DRAFT --- Please do not distribute or reference without permission

Flight Data Recorder: Monitoring Persistent-State Interactions to Improve Systems Management

1

Chad Verbowski, Emre Kıcıman, Arunvijay Kumar, Brad Daniels,

Shan Lu‡, Juhan Lee*, Yi-Min Wang, Roussi Roussev†
Microsoft Research, †Florida Institute of Technology, ‡U. of Illinois at Urbana-Champaign, *Microsoft MSN

Abstract

Mismanagement of the persistent state of a system—all the executable files, configuration settings and other data that govern how a system functions—causes reliability problems, security vulnerabilities, and drives up operation costs. Recent research traces persistent state interactions—how state is read, modified, etc.—to help troubleshooting, change management and malware mitigation, but has been limited by the difficulty of collecting, storing, and analyzing the 10s to 100s of millions of daily events that occur on a single machine, much less the 1000s or more machines in many computing environments.

We present the Flight Data Recorder (FDR) that enables always-on tracing, storage and analysis of persistent state interactions. FDR uses a domain-specific log format, tailored to observed file system workloads and common systems management queries. Our lossless log format compresses logs to only 0.5-0.9 bytes per interaction. In this log format, 1000 machine-days of logs—over 25 billion events—can be analyzedin less than 30 minutes. We report on our deployment of FDR to 207 production machines at MSN, and show that a single centralized collection machine can potentially scale to collecting and analyzing the complete records of persistent state interactions from 4000+ machines. Furthermore, our tracing technology is shipping as part of the Windows Vista OS.

1.Introduction

Misconfigurations and other persistent state (PS) problems are among the primary causes of failures and security vulnerabilities across a wide variety of systems, from individual desktop machines to large-scale Internet services. MSN, a large Internet service, finds that, in one of theirservices running a 7000 machine system, 70% of problems not solved by rebooting were related to PS corruptions, while only 30% were hardware failures.

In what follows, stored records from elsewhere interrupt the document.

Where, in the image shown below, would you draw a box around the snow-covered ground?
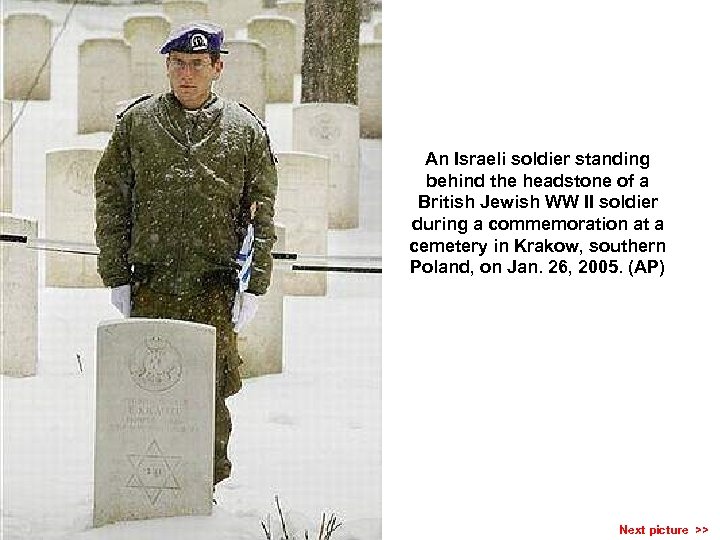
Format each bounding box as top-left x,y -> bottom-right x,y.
2,0 -> 381,540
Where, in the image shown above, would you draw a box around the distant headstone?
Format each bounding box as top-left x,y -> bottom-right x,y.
277,0 -> 305,75
215,39 -> 267,119
293,103 -> 360,229
360,0 -> 372,22
247,17 -> 295,103
93,319 -> 215,527
237,222 -> 290,378
3,13 -> 52,100
275,152 -> 330,296
45,148 -> 104,287
162,0 -> 208,27
123,15 -> 170,96
0,213 -> 38,377
358,41 -> 382,139
78,38 -> 131,134
208,0 -> 263,37
0,100 -> 13,212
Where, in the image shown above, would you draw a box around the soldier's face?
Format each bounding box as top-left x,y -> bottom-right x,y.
165,52 -> 223,109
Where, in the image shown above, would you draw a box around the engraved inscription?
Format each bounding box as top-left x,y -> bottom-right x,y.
310,113 -> 342,146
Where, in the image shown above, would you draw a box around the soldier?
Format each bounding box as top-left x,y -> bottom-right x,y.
95,23 -> 277,484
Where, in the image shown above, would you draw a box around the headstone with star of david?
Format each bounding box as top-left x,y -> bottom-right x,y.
93,318 -> 215,527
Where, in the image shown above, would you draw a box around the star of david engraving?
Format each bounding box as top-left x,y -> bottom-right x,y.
126,440 -> 182,506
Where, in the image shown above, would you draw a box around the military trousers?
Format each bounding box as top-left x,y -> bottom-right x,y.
131,273 -> 242,484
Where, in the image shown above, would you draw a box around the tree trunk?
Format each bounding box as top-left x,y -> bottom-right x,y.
300,0 -> 360,105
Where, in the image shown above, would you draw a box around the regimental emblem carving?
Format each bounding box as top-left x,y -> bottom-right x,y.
67,161 -> 93,197
310,113 -> 342,146
128,336 -> 182,392
126,440 -> 182,506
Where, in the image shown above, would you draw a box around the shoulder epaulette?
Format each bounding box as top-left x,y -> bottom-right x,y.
115,94 -> 153,120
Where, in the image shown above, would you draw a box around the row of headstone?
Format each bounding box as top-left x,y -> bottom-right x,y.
45,148 -> 104,288
277,0 -> 305,75
358,41 -> 382,139
77,38 -> 131,134
247,16 -> 296,103
215,39 -> 267,119
208,0 -> 264,37
93,319 -> 216,527
123,15 -> 171,96
3,13 -> 52,100
162,0 -> 208,27
292,103 -> 360,229
0,213 -> 38,377
0,100 -> 13,212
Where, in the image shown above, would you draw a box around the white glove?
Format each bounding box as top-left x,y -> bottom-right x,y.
110,284 -> 130,318
232,291 -> 260,333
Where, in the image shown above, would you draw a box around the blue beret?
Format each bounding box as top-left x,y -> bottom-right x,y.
160,22 -> 227,54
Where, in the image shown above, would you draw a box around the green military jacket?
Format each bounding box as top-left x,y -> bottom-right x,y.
95,93 -> 277,294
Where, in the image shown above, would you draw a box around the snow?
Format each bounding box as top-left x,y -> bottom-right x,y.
2,0 -> 381,540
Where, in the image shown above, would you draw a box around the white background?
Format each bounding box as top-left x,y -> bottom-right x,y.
383,1 -> 720,540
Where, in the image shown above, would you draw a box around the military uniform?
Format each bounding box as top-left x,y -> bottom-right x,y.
95,89 -> 277,483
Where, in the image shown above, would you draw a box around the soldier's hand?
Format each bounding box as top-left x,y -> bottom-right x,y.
110,284 -> 130,318
232,291 -> 260,332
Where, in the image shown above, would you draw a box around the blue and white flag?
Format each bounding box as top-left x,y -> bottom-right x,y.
235,224 -> 255,292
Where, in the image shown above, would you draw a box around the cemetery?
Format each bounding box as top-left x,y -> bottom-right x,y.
0,0 -> 382,540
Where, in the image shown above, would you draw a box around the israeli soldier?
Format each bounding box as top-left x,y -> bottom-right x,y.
95,23 -> 277,484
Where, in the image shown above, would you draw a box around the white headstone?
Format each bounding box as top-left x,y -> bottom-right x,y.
44,148 -> 104,287
293,103 -> 360,229
358,41 -> 382,139
208,0 -> 263,37
78,38 -> 131,133
0,213 -> 38,377
3,13 -> 52,100
275,152 -> 330,296
215,39 -> 267,119
277,0 -> 305,75
123,15 -> 170,96
93,319 -> 215,527
162,0 -> 208,27
237,222 -> 290,378
247,17 -> 295,103
0,100 -> 13,212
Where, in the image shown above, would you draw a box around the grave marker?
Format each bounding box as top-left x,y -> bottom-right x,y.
93,319 -> 215,527
162,0 -> 208,28
275,152 -> 330,296
78,38 -> 131,134
45,148 -> 104,287
123,15 -> 170,96
293,103 -> 360,229
0,100 -> 13,212
3,13 -> 52,100
0,213 -> 38,377
215,39 -> 266,119
358,41 -> 382,139
247,17 -> 295,103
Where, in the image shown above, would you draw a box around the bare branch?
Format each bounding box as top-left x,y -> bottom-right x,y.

In [24], Oppenheimer et al. find that configuration errors are the largest category of operator mistakes that lead to downtime in Internet services. Studies of wide-area networks show that misconfigurations cause 3 out of 4 BGP routing announcements, and are also a significant cause of extra load on DNS root servers [4,22]. Our own analysis of call logs from a large software company’s internal help desk, responsible for managing corporate desktops, found that a plurality of their calls (28%) were PS related.[1] Furthermore, most reported security compromises are against known vulnerabilities—administrators are wary of patching their systems because they do not know the state of their systems and cannot predict the impact of a change [1,26,34].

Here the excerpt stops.